Rajeev's time for the Ski Erg segment was 00:38 slower than the average. To improve his performance in this segment, Rajeev should concentrate on developing his upper body and core strength. Exercises such as seated cable rows, pull-ups, and planks can assist in strengthening the muscles used during the Ski Erg.

5. Best Lap:

Rajeev's best running lap was completed in 00:06:07, which was 00:10 faster than the average. This indicates that Rajeev has good running potential. To further enhance his running performance, he should focus on improving his speed and endurance through interval training, tempo runs, and hill sprints.

6. Roxzone:

Rajeev's Roxzone time was 00:14 slower than the average, indicating that he took more time to transition between exercise zones. To improve in this area, Rajeev should work on improving his overall fitness and reducing his transition time. Incorporating functional fitness exercises and practicing quick transitions during training sessions can help improve his Roxzone performance.

Strategies


To optimize his performance during the race, Rajeev should consider the following strategies:

1. Pacing:
Rajeev should aim for a consistent and sustainable pace throughout the race. It is essential to avoid starting too fast and burning out early on. By maintaining a steady pace, Rajeev can ensure he has enough energy to perform well in all segments.

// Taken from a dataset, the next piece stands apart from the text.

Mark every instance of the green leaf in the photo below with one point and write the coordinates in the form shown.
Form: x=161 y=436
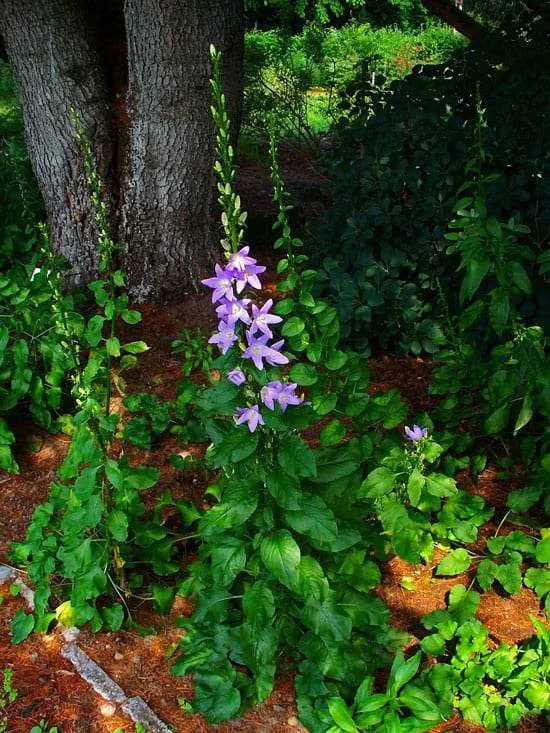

2. Hydration and Nutrition:
Proper hydration and nutrition are crucial for endurance events like HYROX. Rajeev should develop a hydration and nutrition plan, ensuring he stays adequately fueled and hydrated throughout the race. This includes consuming carbohydrates for energy and electrolytes for hydration.

3. Mental Preparation:
Rajeev should focus on mental preparation by visualizing success and maintaining a positive mindset. Mental toughness is essential in long-duration events, and Rajeev can benefit from techniques such as positive self-talk and visualization exercises.

4. Specific Segment Training:
Rajeev should allocate specific training sessions to focus on the segments where he needs improvement. By dedicating time to these areas, Rajeev can work on building the necessary strength, endurance, and technique required to excel in each segment.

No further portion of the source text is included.